Vasa parrots use pebbles to make themselves calcium nutrients
BEACON TRANSCRIPT – The animal world doesn’t seem to stop amazing us with new things every day and birds are especially surprising as we found out that parrots use tools to make calcium.
Every species of bird has its way of feeding, whether it is by hunting down their pray or simply looking for a yummy worm. They manage to take from nature everything they need in order to maintain themselves fed and healthy, and they often do it in the most inventive ways.
Scientists have recently discovered, while studying a captive population of vasa parrots, that these birds use tools to help them create their own calcium powder. They are basically making a nutritional supplement in order to satisfy their needs.
Although the researchers didn’t have the opportunity to see when and how this ‘occupation’ started, according to their knowledge of these birds behavior, they assumed that they simply copied each other. More exactly, the vasa parrots have a certain social system in which they share tools so it is most likely that one of the birds started using pebbles to make calcium and the others simply followed.
What they do is that they use the pebbles to break apart the shells and after that they grind the shells into a very fine powder which they consume. Although they are known for nibbling shells, parrots usually do this with their beaks. Using pebbles might be a way of preserving their beaks from scraping or wearing off.
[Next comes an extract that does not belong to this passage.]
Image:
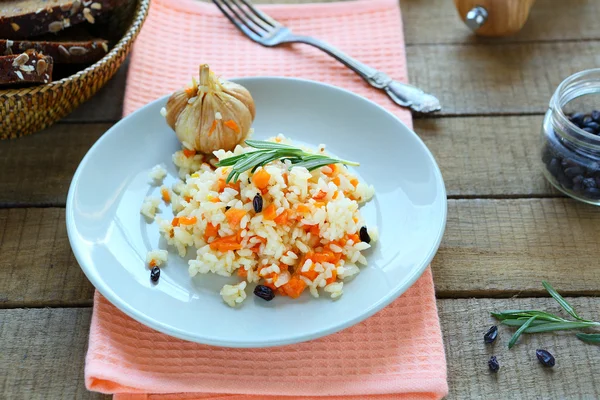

The reason these birds are interested in the shells and the calcium they get from them is that unlike mammals, they cannot store much calcium so they may need supplements especially before and during the breeding season. The calcium helps them form their eggshells, which could not develop without this substance. Therefore, in this period they need calcium for them as well as for their future ‘babies’.
The fact that such a habit of using tools to create nutrients was observed among these particular birds does not necessarily come as a surprise, because vasa parrots are extremely sociable and tolerable which makes it easier for them to cohabitate and learn from each other.